Wo waren die Geräusche geblieben? Das Schreien der Eule, das Zirpen der Grillen, selbst das Rascheln der Gräser war verstummt.
Von dem Adrenalin in seinen Adern angetrieben, stand er auf, alarmiert und plötzlich wieder hell wach. Das Blut rauschte laut in seinen Ohren und von seiner Benommenheit war nichts mehr zu spüren.
Ja, er hatte Legenden über diesen Ort gehört, die eine grauenhafter als die andere. Aber immer hatte er sie mit einem schelmischen Funkeln in den Augen als Ammenmärchen abgetan.
Kalte Finger krochen ihm das Rückgrat hinauf, inzwischen hatte er den warmen Kreis der glühenden Kohlen verlassen und sich weit genug vom Lagerfeuer entfernt, sodass es nur noch als schwacher Schein im immer dichter werdenden Dunst des Nebels zu erkennen war.

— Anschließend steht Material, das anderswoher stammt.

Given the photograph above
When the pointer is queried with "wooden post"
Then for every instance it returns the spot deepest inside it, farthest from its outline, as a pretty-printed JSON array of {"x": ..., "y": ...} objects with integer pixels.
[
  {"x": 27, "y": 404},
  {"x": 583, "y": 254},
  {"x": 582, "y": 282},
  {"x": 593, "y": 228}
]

Erst jetzt bemerkte er die dichten grauen Schwaden, die aus dem Boden aufstiegen und die sich wie einen feuchtkalten Umhang um ihn legten.
Immer fester.
Immer besiztergreifender.
Immer tödlicher.
Ein unbehagliches Gefühl nistete sich in seiner Magengegend ein. Er hätte auf die Dorfbewohner hören sollen. Wünschte, er hätte sich nie so weit vor gewagt. Hoffte, er würde diese Nacht überleben. Anstatt sich Sorgen zu machen, sollte er jetzt lieber zurück zum Lagerfeuer gehen, dachte er sich, bevor der Nebel es ganz verschluckte und er die Orientierung verlor. Der Gedanke ließ ihn unwillkürlich schaudern. Verirrt im Moor ...
Kaum hatte er sich in Bewegung gesetzt, huschte plötzlich ein Schatten am Lagerfeuer vorbei, durch das Mondlicht konnte der Händler ihn gerade noch so erkennen.
Alarmiert griff er zu dem Messer, das er immer griffbereit an seinem Gürtel trug.
Doch er war zu langsam.
Ein Kratzen zeriss die unheimliche Stille. Ein gellender Schrei. Das Geräusch von reißendem Fleisch.
Dann ... Stille.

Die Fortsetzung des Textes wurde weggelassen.